However, I recently spoke to a carer who threw some light on what it’s really like.
She earns the minimum wage, is on a zero-hours contract and knows that she is at the mercy of her boss.
She can be dismissed at any time, forced to take on extra hours at any time and never knows from one week to the next how many hours she will have. She works with clients who have complex medical problems, is expected to administer medication and frequently has to break health and safety rules.

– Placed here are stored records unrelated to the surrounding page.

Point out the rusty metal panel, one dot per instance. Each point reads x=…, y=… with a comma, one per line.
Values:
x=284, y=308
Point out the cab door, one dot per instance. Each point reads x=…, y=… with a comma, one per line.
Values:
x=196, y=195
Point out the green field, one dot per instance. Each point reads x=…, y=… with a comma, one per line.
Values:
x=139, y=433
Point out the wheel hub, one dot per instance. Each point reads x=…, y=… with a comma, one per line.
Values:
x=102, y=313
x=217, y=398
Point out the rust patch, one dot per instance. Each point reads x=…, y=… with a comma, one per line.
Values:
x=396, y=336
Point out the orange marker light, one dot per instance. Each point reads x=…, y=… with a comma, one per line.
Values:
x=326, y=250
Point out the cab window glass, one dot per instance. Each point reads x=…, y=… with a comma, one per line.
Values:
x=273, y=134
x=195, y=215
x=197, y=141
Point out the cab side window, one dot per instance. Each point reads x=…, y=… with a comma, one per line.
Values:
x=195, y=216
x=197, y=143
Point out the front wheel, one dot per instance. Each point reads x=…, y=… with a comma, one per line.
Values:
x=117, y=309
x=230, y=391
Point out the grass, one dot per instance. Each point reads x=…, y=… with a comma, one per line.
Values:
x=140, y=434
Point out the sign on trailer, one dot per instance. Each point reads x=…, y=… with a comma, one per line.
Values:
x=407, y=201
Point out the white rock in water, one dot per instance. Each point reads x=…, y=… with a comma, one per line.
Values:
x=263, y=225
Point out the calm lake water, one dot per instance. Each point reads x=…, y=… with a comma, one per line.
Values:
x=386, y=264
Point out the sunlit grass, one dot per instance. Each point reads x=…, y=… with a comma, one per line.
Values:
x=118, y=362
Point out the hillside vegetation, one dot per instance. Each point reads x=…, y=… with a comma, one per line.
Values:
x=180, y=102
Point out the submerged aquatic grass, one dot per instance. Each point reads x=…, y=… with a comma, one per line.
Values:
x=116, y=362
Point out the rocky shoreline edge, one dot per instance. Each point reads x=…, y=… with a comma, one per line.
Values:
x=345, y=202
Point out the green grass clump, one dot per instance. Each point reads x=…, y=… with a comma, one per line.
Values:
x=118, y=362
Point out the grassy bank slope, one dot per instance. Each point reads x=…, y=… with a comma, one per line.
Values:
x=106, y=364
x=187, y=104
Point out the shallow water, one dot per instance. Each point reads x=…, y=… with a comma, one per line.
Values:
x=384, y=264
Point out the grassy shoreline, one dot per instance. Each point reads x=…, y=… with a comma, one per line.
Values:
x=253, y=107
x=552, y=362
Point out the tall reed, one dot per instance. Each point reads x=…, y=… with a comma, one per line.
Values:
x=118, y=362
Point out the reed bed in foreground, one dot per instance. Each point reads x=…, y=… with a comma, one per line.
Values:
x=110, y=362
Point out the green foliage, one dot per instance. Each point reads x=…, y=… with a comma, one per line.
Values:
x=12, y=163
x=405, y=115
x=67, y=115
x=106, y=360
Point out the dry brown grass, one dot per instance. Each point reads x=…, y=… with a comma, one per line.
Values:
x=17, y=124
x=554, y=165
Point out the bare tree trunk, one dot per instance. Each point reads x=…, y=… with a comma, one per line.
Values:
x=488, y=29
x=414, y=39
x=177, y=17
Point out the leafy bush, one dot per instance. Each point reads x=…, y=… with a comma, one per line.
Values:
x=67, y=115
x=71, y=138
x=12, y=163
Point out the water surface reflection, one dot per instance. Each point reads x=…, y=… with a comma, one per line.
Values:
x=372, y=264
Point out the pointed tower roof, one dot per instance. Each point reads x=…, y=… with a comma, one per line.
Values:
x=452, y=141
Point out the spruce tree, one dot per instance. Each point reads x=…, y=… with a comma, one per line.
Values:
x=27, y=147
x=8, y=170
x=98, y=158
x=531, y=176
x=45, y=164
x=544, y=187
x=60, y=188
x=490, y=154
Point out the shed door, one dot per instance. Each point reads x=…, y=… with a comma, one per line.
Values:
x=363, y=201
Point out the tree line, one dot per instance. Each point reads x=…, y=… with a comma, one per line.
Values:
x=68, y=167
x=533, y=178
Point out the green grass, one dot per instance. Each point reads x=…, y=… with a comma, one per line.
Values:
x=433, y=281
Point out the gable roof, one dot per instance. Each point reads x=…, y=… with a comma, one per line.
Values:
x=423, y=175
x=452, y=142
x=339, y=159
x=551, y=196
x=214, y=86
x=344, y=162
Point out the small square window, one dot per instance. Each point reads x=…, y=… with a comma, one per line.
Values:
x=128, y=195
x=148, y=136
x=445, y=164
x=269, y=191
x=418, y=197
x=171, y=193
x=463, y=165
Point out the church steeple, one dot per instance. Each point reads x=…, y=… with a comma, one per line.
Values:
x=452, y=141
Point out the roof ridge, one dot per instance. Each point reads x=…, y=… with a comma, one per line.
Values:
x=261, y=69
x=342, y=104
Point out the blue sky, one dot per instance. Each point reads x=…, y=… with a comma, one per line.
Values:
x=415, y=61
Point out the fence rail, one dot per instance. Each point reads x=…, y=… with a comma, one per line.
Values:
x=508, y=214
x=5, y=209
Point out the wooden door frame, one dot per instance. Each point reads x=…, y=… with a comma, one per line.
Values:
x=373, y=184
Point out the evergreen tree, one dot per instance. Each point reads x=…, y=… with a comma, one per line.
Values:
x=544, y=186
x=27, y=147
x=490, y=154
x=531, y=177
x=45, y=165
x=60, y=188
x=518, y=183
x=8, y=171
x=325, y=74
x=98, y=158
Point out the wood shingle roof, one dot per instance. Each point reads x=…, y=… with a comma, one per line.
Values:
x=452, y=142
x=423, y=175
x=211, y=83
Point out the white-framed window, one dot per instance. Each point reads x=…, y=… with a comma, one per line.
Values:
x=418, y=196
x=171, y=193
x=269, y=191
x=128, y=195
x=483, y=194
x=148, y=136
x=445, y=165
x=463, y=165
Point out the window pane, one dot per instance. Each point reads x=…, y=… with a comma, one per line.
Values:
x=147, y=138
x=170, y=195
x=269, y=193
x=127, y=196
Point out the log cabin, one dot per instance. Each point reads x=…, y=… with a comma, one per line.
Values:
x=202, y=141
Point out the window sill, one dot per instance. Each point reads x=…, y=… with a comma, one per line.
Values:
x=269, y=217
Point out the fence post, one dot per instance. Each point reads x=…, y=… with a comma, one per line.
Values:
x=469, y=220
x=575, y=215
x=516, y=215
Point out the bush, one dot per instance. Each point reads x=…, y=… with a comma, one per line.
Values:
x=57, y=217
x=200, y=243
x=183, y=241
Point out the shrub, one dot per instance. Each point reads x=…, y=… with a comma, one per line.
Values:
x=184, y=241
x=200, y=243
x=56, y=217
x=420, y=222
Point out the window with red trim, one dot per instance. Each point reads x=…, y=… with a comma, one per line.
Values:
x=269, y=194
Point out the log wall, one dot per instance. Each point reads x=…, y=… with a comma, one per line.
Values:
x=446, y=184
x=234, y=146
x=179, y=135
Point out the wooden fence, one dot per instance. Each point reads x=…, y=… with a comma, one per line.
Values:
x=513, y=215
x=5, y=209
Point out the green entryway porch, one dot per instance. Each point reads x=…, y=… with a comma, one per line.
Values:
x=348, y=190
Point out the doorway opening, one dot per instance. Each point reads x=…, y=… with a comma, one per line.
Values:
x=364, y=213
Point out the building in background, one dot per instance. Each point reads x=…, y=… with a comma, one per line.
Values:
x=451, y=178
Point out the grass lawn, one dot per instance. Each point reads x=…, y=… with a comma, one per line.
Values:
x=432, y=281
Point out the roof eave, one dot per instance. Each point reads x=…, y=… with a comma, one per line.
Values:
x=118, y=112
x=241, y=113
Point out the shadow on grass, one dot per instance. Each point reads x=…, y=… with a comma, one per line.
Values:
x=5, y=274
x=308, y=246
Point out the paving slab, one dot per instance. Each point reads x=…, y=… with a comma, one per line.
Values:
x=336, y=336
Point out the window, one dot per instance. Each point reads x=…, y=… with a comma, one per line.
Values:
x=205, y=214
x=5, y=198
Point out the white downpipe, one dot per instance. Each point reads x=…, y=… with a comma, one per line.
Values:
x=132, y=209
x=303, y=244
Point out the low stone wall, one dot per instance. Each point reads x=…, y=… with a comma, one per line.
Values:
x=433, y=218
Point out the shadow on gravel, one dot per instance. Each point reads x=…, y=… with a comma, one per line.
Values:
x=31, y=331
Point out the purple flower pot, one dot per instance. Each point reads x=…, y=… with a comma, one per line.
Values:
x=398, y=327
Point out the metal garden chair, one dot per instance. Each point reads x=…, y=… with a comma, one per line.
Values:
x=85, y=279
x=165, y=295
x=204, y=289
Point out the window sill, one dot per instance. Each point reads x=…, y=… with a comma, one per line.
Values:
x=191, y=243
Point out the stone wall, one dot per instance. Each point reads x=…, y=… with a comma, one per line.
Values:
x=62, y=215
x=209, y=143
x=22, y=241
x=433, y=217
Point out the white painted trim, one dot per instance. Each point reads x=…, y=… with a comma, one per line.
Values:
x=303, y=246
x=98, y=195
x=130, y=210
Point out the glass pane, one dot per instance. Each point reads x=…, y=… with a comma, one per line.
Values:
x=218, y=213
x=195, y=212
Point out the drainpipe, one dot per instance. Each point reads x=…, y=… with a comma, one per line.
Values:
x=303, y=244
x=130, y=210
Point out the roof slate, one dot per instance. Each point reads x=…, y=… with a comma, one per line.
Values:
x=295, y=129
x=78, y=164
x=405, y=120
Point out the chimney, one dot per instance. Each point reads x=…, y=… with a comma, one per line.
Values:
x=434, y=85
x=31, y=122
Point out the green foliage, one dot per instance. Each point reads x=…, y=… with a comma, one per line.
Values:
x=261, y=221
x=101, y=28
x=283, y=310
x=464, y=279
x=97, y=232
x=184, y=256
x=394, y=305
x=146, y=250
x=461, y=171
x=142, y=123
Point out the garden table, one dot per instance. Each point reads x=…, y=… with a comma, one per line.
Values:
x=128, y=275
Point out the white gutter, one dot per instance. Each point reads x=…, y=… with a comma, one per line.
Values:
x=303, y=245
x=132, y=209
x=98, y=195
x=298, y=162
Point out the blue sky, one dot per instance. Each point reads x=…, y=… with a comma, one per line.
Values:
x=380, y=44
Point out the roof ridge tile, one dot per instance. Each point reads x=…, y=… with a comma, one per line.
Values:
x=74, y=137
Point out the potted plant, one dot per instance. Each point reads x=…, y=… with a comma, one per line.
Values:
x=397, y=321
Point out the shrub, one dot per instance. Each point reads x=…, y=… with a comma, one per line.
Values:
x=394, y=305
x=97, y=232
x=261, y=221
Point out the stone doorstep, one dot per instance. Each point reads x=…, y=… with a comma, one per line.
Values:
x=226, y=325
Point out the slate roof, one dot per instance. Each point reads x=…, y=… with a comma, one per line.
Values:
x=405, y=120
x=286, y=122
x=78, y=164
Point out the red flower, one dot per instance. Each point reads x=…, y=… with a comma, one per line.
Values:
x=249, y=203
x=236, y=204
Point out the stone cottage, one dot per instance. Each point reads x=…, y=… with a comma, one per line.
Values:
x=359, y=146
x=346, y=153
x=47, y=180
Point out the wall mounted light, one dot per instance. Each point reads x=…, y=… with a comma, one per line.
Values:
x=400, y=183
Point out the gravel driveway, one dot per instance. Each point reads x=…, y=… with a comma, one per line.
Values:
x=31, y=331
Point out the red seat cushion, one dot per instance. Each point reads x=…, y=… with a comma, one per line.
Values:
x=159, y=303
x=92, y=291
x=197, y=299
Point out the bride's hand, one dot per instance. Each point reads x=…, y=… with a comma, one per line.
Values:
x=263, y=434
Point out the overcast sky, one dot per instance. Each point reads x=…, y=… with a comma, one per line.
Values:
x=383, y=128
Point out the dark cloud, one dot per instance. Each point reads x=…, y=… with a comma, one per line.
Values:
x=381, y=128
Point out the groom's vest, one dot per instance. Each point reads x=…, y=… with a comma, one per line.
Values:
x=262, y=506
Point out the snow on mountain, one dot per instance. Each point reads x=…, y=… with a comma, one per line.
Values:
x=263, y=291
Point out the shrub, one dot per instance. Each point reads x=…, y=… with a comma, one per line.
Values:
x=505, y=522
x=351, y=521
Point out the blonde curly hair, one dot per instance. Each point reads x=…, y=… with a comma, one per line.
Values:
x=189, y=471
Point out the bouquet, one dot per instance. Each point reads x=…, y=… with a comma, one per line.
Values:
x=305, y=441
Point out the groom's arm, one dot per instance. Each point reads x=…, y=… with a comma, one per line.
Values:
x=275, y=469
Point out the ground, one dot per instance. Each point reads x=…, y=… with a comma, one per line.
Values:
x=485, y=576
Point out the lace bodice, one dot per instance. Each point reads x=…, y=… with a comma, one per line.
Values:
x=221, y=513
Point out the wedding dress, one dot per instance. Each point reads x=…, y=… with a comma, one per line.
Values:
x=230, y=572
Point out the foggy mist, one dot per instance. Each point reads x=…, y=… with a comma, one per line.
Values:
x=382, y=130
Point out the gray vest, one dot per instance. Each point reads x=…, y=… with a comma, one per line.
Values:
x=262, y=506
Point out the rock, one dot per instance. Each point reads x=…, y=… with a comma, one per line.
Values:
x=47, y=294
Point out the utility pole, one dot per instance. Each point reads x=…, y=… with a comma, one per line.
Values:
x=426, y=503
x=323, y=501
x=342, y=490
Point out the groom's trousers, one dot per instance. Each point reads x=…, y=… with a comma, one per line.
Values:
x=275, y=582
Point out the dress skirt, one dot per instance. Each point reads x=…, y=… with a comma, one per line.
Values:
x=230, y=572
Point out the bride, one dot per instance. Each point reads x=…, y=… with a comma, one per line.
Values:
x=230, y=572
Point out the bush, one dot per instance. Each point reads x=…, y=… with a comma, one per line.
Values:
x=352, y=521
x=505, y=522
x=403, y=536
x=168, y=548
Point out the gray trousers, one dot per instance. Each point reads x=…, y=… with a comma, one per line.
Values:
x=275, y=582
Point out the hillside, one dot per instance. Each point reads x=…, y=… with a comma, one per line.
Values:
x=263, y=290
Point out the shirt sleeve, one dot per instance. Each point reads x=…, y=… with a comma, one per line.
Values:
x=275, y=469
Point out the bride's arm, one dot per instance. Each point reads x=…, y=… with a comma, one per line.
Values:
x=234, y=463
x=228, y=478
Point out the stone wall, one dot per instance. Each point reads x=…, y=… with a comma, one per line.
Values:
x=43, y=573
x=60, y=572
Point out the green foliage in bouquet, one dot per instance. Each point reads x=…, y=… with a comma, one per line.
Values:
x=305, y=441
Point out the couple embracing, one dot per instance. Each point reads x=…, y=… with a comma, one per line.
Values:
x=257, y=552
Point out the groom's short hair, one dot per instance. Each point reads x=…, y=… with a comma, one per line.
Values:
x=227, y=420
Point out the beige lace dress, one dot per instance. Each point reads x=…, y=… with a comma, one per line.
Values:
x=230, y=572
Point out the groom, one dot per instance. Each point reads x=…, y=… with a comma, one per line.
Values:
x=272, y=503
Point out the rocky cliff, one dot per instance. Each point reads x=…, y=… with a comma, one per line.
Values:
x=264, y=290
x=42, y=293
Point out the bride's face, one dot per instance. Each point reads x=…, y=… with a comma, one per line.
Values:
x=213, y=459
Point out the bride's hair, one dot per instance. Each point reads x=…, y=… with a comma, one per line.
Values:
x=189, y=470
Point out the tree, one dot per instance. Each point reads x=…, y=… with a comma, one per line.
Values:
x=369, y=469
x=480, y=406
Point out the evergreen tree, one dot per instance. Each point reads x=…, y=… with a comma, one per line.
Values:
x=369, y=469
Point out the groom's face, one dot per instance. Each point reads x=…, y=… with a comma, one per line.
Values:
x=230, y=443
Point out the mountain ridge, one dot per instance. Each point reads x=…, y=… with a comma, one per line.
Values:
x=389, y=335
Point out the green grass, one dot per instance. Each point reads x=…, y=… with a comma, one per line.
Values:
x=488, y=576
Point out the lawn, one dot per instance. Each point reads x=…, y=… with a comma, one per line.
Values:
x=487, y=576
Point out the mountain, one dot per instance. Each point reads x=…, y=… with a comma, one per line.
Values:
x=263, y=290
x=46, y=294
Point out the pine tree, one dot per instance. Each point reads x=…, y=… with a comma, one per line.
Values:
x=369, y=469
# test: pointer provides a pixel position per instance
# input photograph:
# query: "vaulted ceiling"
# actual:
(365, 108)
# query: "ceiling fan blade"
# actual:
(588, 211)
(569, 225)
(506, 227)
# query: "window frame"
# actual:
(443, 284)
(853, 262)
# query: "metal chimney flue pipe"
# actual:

Here’s just two of her typical daily calls:
7.15am – 8.15 am – use own car to drive several miles, first dropping her kids off at a friend’s house. In the space of an hour, she will wash and dress the client, strip the bed, make the bed, empty urine bottles, clean up a spilled urine bottle, clean the bathroom, wash dishes, prepare breakfast, administer medication, prepare lunch for later, put laundry on, hang laundry from yesterday, iron a shirt, talk to client, pick them up when they fall, write up notes and fill in medication chart, sweep the floor, put bins out, help client with a daunting letter from social services, reassure client, make a cup of tea.
And all for less than £7.
8.15am – 8.30am – there is no travelling time between clients, so she will be late as it will take her 25 minutes to get to her next client. A 15 minute call (a favourite of care companies, detested by the care workers). Here she will administer medication, prepare a lunch for later, make a cup of tea, wash up, put bins out and talk to the client while filling in even more charts.
And all for under £2.
There is then a 3 hour gap. As she lives 10 miles away and petrol is expensive, it’s not worth her going home (she has no petrol allowance for travel to and from her house). So she parks up and sits in her car. By the time she finishes work for the day (a couple of half hour calls), she picks up her kids and gets home at 6pm. She has clocked up a mere 5 hours of wages.
With such appalling conditions, who’d be a carer? The responsibility is huge, the rewards minimal. The only winners are the care company bosses who coin it in at the expense of exploited workers. Most carers are dedicated and want to make a difference. Most leave within a year, worn out by a system that doesn’t care.